Hospitals were overwhelmed by an influx of patients suffering from sunstroke and severe dehydration. "The patients, in far higher numbers than normal, present with high fevers, restlessness, vomiting and diarrhea," detailed Shaguta Ismail, a nurse at the Dr. Ruth K. M. Pfau Civil Hospital, a public facility in the megalopolis.
In the space of 10 days, at least 49 people died in Karachi due to the heat, according to a report by provincial authorities dated Tuesday, July 2. In reality, the heat wave there probably claimed the lives of several hundred people in only a week. "Our morgues usually see between 25 and 30 bodies arriving every day," said Faisal Edhi, director of the Edhi Foundation, which manages mortuaries and a fleet of ambulances. "Between June 21 and 27, this number soared to 830."
The increase coincided with the peak of the heat wave, which hit many other localities before striking Karachi. At the end of May, temperatures exceeded 52°C in the archaeological city of Mohenjo-daro, a major site of the Indus Valley Civilization.
Inhuman heat waves have also swept across the north of neighboring India.

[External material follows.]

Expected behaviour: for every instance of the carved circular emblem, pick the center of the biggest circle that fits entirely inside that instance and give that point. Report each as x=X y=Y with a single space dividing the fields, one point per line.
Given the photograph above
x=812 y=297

In New Delhi, the thermometer flirted dangerously with 50°C, laying residents low and threatening their lives. Thirty-three election officials died of heatstroke in Uttar Pradesh on June 1. A few days earlier, in the state of Bihar, 14 people died in 24 from the effects of the heat wave. Thousands were hospitalized. "High temperatures have disastrous effects on the body. There is a whole range of heat-related illnesses, sunstroke being the ultimate stage," warned Amlendu Yadav, a professor at New Delhi's Dr. Ram Manohar Lohia Hospital.
With climate change threatening to increase these episodes of excessive heat, the public facility in India's capital opened a unit in mid-May to treat victims of severe heatstroke. For admitted to the hospital, they are immediately immersed in an ice-filled ceramic bathtub. "Most patients arrive here unconscious, vomiting, convulsing, so we have to do everything we can to bring down their body temperature as quickly as possible and avoid vital organ failure," explained Professor Yadav. The mortality rate from severe sunstroke is 80%, but it can be reduced to 10% with rapid treatment.